New York Mets – No. 55
- Outfielder
- Born: May 7, 2003 (age 23) McLean, Virginia, U.S.
- Bats: RightThrows: Right

MLB debut
- May 19, 2026, for the New York Mets

MLB statistics (through September 24, 2026)
- Batting average: .195
- Home runs: 0
- Runs batted in: 4
- Stats at Baseball Reference

Teams
- New York Mets (2026–present);

= Nick Morabito =

American baseball player (born 2003)

Nicholas Anthony Morabito (born May 7, 2003) is an American professional baseball outfielder for the New York Mets of Major League Baseball (MLB). He debuted in MLB in 2026.

==Amateur career==
Morabito attended Gonzaga College High School in Washington, D.C.. As a senior in 2022, he was the Gatorade Baseball Player of the Year for Washington, D.C. Morabito was selected by the New York Mets in the second round of the 2022 Major League Baseball draft. He signed with the Mets rather than play college baseball at Virginia Tech.

==Professional career==
Morabito made his professional debut with the Florida Complex League Mets. He played 2023 with the Florida Complex League Mets and St. Lucie Mets and started 2024 with St. Lucie.

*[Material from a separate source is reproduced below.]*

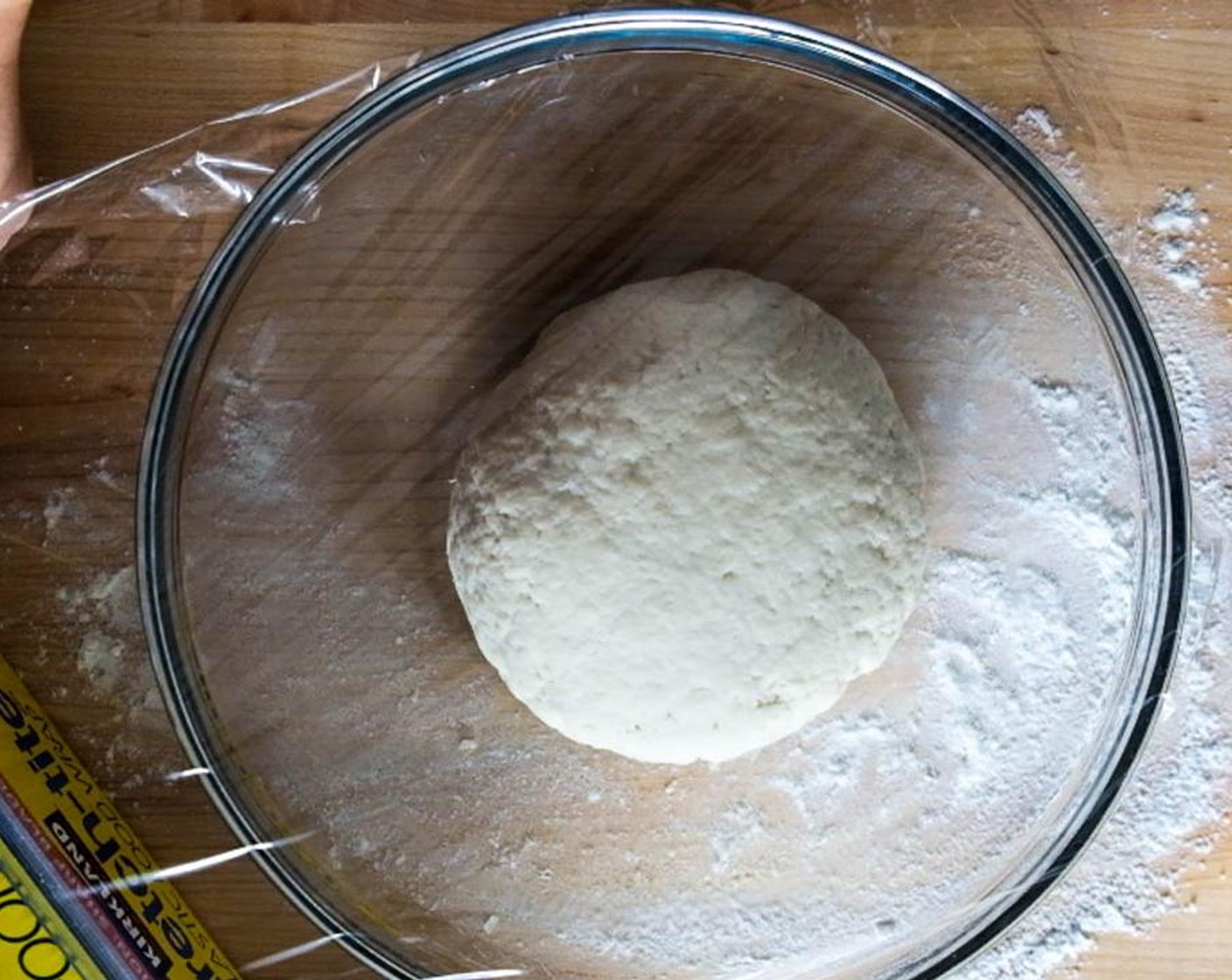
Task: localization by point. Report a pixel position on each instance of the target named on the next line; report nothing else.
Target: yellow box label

On November 18, 2025, the Mets added Morabito to their 40-man roster to protect him from the Rule 5 draft. Morabito was optioned to the Triple-A Syracuse Mets to begin the 2026 season.

On May 19, 2026, Morabito was promoted to the major leagues for the first time. He made his MLB debut later that day against the Washington Nationals, going 0-for-3 with a hit by pitch. In that game, Morabito wore number 8, which had not been assigned by the Mets since Gary Carter was enshrined in the Baseball Hall of Fame in 2003. He was subsequently switched to number 55. Morabito was optioned to Syracuse on May 26.

An early September call-up was all Morabito needed to collect his first career hit in the Majors. In his 13th at-bat, Morabito ripped a three-run double down the left field line that cleared the bases during the seventh inning of the Mets 10-4 win over the Tampa Bay Rays at Tropicana Field in St. Petersburg, Florida on September 2, 2026. Morabito went 2-for-2 with a single, double and 3 RBI, and also had a spectacular diving catch while playing left field to end the eighth inning.